Thursday, November 5, 2009

Getting Off the Dairy

Yesterday, I posted a story about food allergies and how they may impact weight loss.

I found the article intriguing because of my own personal experience. A few years ago, I was a mess. I had put on quite a bit of weight. I had never had a weight problem before because I was always fairly active. I have exercised in one form or another every day for my entire life.

I was also very ill. I had bronchial problems and allergies for a number of years, and had a persistent post nasal drip and sinus congestion.

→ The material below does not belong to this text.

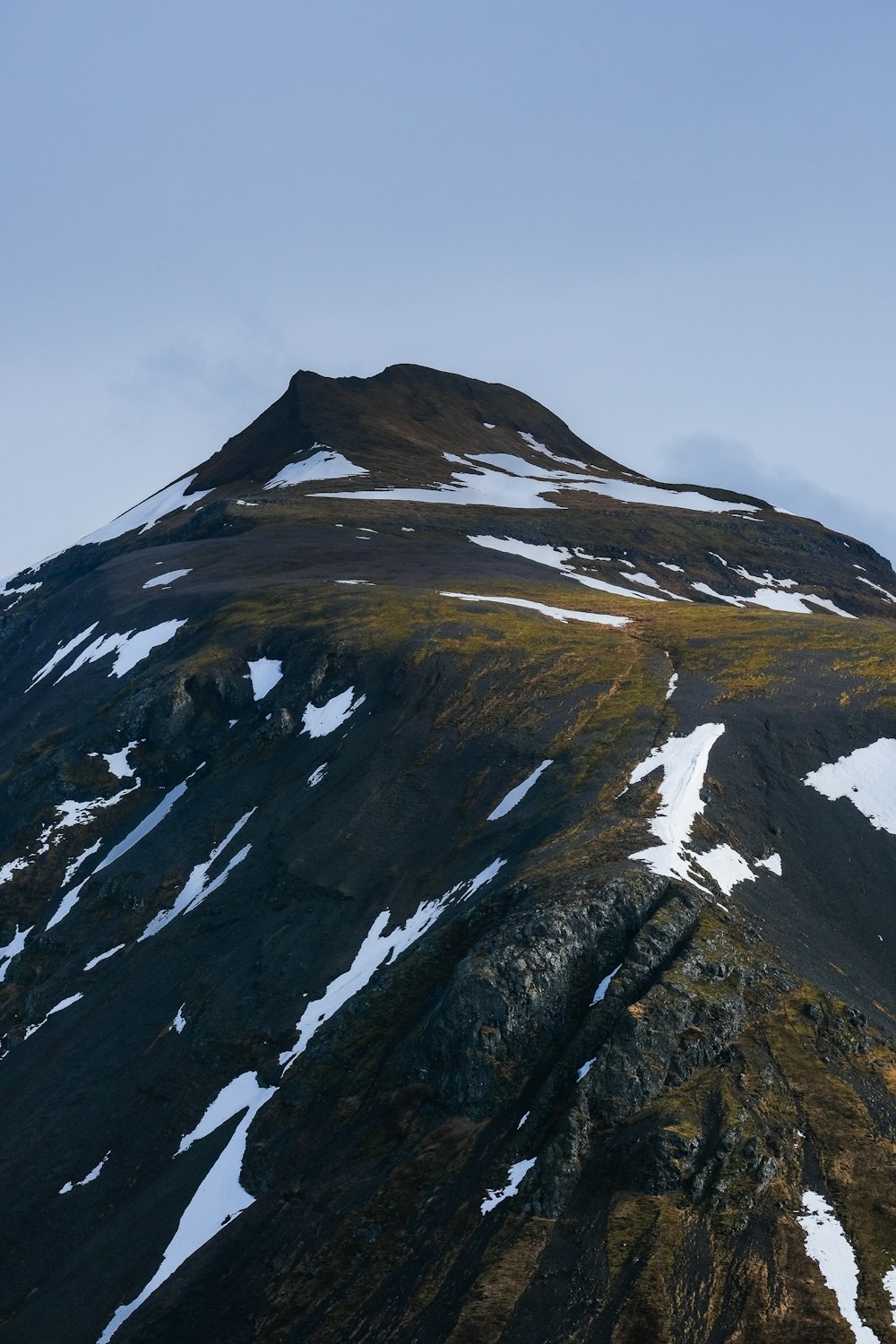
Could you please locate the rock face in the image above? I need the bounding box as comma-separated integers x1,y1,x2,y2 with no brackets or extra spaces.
0,366,896,1344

Air born allergies to pollen, mold, animal fur, etc. also plagued me, and I was constantly taking anti-histamines and other products to deal with the allergies.

Worse, three years ago, within the period of six months I had pneumonia twice (I had also had pneumonia twice before). The steroids they put me on to treat the pneumonia caused me gain even more weight (I put on 25 pounds in six months), and the heavy duty anti-biotics caused me to have a systemic yeast infection.

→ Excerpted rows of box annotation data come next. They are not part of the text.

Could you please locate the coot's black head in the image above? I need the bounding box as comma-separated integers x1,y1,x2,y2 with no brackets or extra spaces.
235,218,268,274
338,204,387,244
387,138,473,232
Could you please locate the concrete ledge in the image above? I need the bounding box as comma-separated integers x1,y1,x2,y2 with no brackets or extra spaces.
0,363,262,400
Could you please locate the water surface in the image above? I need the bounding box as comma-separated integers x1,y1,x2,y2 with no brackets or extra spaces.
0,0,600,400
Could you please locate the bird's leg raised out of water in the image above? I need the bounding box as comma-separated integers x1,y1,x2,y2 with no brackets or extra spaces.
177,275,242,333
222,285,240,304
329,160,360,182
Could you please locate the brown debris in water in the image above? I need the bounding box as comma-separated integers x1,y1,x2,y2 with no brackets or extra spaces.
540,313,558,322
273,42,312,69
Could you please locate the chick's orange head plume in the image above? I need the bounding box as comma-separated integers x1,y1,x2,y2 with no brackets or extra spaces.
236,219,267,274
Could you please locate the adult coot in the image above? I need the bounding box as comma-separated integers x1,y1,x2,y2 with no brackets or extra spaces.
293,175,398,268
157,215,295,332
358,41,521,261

Worse, even after the second bout and cure for the pneumonia, my lungs just never seemed to recover. A friend of mine recommended a naturalpathic physician, and since I was desperate to finally get better, I went.

The first thing the physician zeroed in on was my eating habits. I, at the time, consumed large quantities of dairy products. My standard breakfast was yogurt with fresh fruit in the morning, and I usually ate cheese at some point in the day.

The naturalpathic physician suggested that my nasal, lung and weight problems were all due to a dairy allergy, and suggested that I eliminate all dairy from my diet for a few weeks.

I was skeptical, but decided to give it a try. Well, within a week my nasal congestion and post nasal drip began to clear up, and were completely gone within three weeks. My bronchial issues also began to finally go away. Furthermore, I had begun to eliminate the dairy in May, a month in which I was usually miserable due to tree pollen, and that was the first May I didn't have to live on anti-histamines to get me through the month.

Best of all, the weight that I had been struggling to lose, finally began to show some inclination that it was willing to come off, and as the months went by with me not eating dairy, I finally shed pounds as opposed to just packing them on.

I still try to minimize my consumption of dairy products. I will have some cheese now and again, mostly because I just love it, but when I do I feel the effects. My sinuses become clogged for several days and I even now get head-aches from it.

So, in my experience, I found that there is some truth to the notion that some of our chronic conditions and weight gain may be from what are otherwise healthy foods. By eliminating dairy from my diet I cleared up a persistent problem that had plagued me for years. I spent God knows how much money on drugs to treat the symptoms of nasal congestion and allergies, when all I really needed to do was eliminate the cause of the symptoms--dairy products.

And, eliminating dairy also finally got me on the track to losing weight as opposed to just gaining it.

1 comment:

  1. If it counts... primates are designed to consume the milk of their own species during infancy. We are designed to outgrow our consumption of milk in favour of fruits, nuts, seed and for humans and chimpanzees, meats. We consume far too many grains-- the cultivation of grains was taken up when it got harder to move around (because of so many people), resources became less plentiful, and because it could be stored. Pastoralists went the other route, using animal energy in the form of milk, cheese, blood and meat because it too could be banked against further need. Our food allergies to glutens and milk products may well (but I'm an anthropology student, not a doctor)represent an ongoing difficulty for some to ingest these products. I am allergic to seafood-- is this because my background is from a nonmaritime area? Dunno, but it would be a tidy explanation. Peanut allergies? Again, I don't know if anyone has looked into it but it would be worth researching.

    To sum up, yes, I think that what we eat affects how we feel and if we feel awful then something has to change.